张升不解道:“既然如此,王爷为何还要放虎归山?”
左右看了看,杨璟才压低了声音说道:“老夫认识燕王的时间,要远长于忠勇伯,咱们的这位王爷,说好听点是恩怨分明,说难听些便是睚眦必报。数次被盛庸所击败,燕王又如何能不记恨在心,因此虽怀疑他是诈降,但无凭无据,王爷为了收拢人心,自然便不好再做什么。”
张升恍然道:“所以才会给他一个逃脱的机会,这样等到再将盛庸抓获时,就能名正言顺的将其处死!”
杨璟颔首道:“不错,岂止是盛庸,阵前羞辱过徐王妃的耿炳文,屡屡让燕王受挫的平安,险些害王爷丧命的铁铉,这些昔日劲敌,最后谁也别想有生路。”
听了这番话,张升顿感心中一寒,拱手道:“多谢老侯爷当日拦阻,要是不慎破坏了王爷的复仇之计,晚辈只怕也会被记恨上。”
杨璟笑道:“客气的话便不用说了,忠勇伯乃是洪儿的生死之交,平日里又对其多有照拂,老夫自然将你视作子侄一般。”
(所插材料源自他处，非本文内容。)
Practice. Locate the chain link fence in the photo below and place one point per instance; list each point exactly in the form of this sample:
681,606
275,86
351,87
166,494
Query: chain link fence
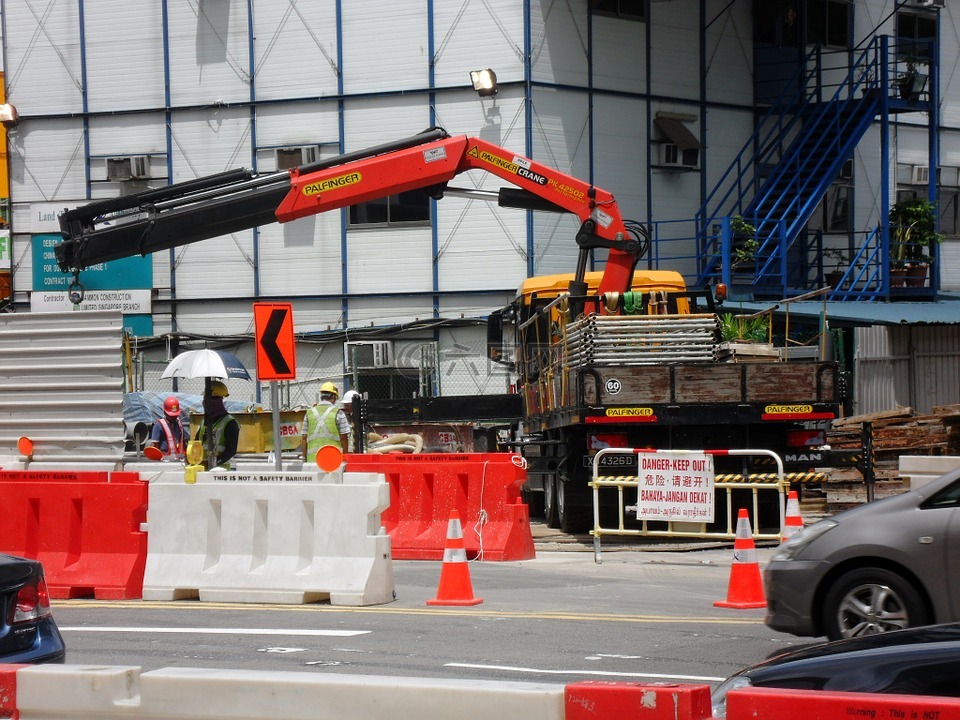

多日之后,当燕军千辛万苦的绕过淮安,开始攻打扬州城后,守将王彬,这位被朱棣戏谑为文弱儒将的监察御史,却给善战的燕王,好好上了一堂军事课:在固若金汤的扬州城上,王彬不仅勇气可嘉,不惧箭矢,而且无论是指挥守城,还是给各处分配兵力,都堪称完美无瑕。
接连攻打了许久,燕军却连扬州城上的城墙,都没有机会摸到,因此在灵璧之战,好不容易积攒起来的士气,又开始低落起来。
中军大帐内,朱棣甚是懊恼的问道:“我等自靖难以来,不知攻克了多少坚城壁垒,击败了多少善战名将,今日如何却在扬州城下,被王彬这个腐儒给困住了手脚?”